Sun Sentinel Palm Beach Edition
President sends barrage of tweets
President targets Mueller probe, Dems, N.Y. Times
President Trump spends much of the Memorial Day weekend tweeting about Russia investigation.
Even as he reached a critical moment in his diplomatic efforts with North Korea and celebrated the release of a prisoner from Venezuela, President Donald Trump spent much of Memorial Day weekend tweeting angrily from the White House about the media and the Russia investigation, continuing his strategy of trying to delegitimize the probe that has consumed him since his election.
“Who’s going to give back the young and beautiful lives (and others) that have been devastated and destroyed by the phony Russia Collusion Witch Hunt?” Trump tweeted Sunday morning.
It was unclear whom Trump was talking about, given that most of the people directly affected by the investigation have been limited to his inner circle and a handful of former campaign aides.
Trump instead referred to those hurt in romantic, generational terms.
“They journeyed down to Washington, D.C., with stars in their eyes and wanting to help our nation...They went back home in tatters!” Trump continued.
Although a number of young aides have left Trump’s White House — notably his former communications director Hope Hicks — most have departed as a result of the fierce infighting among administration factions, not because of the investigation into Russian meddling in the 2016 election and any possible Trump campaign involvement and whether the president obstructed justice.
Trump’s focus on the investigation — even on a weekend typically reserved for mourning soldiers who died in combat — underscored the degree to which the issue continues to obsess and frustrate the president, who believes it is an effort to delegitimize his presidency. His chief of staff, John Kelly, told National Public Radio this month that Trump is “somewhat embarrassed” by the string of investigations.

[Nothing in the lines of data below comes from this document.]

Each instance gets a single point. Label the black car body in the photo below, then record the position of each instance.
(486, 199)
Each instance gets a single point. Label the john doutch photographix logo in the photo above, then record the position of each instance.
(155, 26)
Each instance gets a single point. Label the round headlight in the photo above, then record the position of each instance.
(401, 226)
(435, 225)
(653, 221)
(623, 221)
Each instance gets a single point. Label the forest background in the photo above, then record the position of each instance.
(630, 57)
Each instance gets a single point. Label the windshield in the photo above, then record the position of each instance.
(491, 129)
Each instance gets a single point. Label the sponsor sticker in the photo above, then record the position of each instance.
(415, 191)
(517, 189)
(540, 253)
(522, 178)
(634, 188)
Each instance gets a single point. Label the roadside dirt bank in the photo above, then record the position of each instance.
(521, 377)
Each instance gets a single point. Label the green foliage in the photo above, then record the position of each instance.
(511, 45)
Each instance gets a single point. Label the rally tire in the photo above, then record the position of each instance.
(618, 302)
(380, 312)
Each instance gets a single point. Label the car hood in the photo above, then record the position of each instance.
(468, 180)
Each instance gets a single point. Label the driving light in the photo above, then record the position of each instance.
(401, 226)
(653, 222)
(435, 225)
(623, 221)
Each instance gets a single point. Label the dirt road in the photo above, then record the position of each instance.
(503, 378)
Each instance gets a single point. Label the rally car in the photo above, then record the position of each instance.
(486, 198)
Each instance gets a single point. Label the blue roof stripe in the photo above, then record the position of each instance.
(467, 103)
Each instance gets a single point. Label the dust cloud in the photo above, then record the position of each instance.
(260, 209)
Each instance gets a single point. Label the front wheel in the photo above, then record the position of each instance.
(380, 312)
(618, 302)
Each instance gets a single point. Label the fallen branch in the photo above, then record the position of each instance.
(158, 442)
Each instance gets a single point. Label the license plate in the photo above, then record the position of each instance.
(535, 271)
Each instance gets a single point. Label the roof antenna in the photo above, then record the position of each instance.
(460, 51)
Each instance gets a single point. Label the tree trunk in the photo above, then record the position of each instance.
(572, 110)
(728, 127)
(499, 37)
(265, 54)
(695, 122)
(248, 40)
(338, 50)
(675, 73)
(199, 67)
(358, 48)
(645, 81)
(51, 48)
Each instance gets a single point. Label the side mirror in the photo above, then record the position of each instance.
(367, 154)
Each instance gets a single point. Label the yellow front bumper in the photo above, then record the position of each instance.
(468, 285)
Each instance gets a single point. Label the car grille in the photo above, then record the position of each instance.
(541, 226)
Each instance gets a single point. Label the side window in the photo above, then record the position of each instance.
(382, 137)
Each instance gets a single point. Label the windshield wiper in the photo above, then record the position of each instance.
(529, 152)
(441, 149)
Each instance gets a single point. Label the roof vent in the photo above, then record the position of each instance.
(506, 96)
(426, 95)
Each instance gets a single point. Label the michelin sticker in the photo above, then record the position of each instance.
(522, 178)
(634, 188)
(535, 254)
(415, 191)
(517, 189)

One continuing issue has been whether Trump will sit for questioning by special counsel Robert Mueller. The president’s lawyer and close adviser Rudy Giuliani, appearing on CNN on Sunday, declined to say directly.
Giuliani said Mueller’s office, which has been negotiating the parameters of a potential sit-down, would probably limit questions to those involving whether the campaign colluded with Russian agents and whether Trump tried to obstruct the investigation.
“The collusion part, we are pretty comfortable with because there has been none,” Giuliani said. “The obstruction part, I’m not as comfortable with — I’m not. The president’s fine with it. He’s innocent.”
“I’m not comfortable because it’s a matter of interpretation” including how one views Trump’s rationale for firing FBI Director James Comey in the midst of the probe last year, Giuliani said.
Giuliani continued to try to help Trump undermine the investigation’s credibility, a strategy that has helped Trump turn more Republicans against it.
Asked whether he thought the investigation is legitimate, Giuliani said “not anymore. I did when I came in.”
Trump continued his campaign over the weekend of trying to sow distrust in the probe by calling Mueller’s team of attorneys “13 Angry Democrats (& those who worked for President O.”
In fact, Mueller is a Republican and not all of the political affiliations of his team are known. Mueller was named FBI director by President George W. Bush in 2001 and stayed on during the Obama administration until 2013.
Trump also repeated his allegation that the FBI’s use of informants amounted to spying on his campaign.
“With Spies, or ‘Informants’ as the Democrats like to call them because it sounds less sinister (but it’s not), all over my campaign, even from a very early date, why didn’t the crooked highest levels of the FBI or ‘Justice’ contact me to tell me of the phony Russia problem?” Trump asked in one tweet.
Republican Sen. Marco Rubio of Florida pushed back against that claim while appearing on ABC’s “This Week,” calling it appropriate to investigate a foreign adversary’s potential interference with the democratic process.
The FBI appeared to be investigating “certain individuals who have a history that we should be suspicious of” rather than the campaign itself, he said.
“When individuals like that are in the orbit of a major political campaign in America, the FBI, who is in charge of counterintelligence investigations, should look at people like that,” Rubio said. “But they’re not investigating the campaign. They’re investigating those people.”
Trump’s attacks on the media over the weekend may have been his most baffling.
In one of two Saturday tweets directed at the New York Times, Trump falsely claimed that one of its sources “doesn’t exist.” The paper quoted an administration official saying that reinstating a planned summit between Trump and North Korean leader Kim Jong Un on the scheduled date, June 12, would be logistically impossible.
“WRONG AGAIN!” Trump tweeted. “Use real people, not phony sources.”
In fact, the source was not fake. He was a senior official who briefed reporters Thursday in a session set up by the White House press office, which set ground rules requiring that reporters not use his name. Whether Trump was aware of that is not known — he often seems unaware of the work his staff does.
Trump, in calling the official “phony,” was not only stating a falsehood and accusing the New York Times of making up a source, he was also compromising his officials’ ability to speak on his behalf.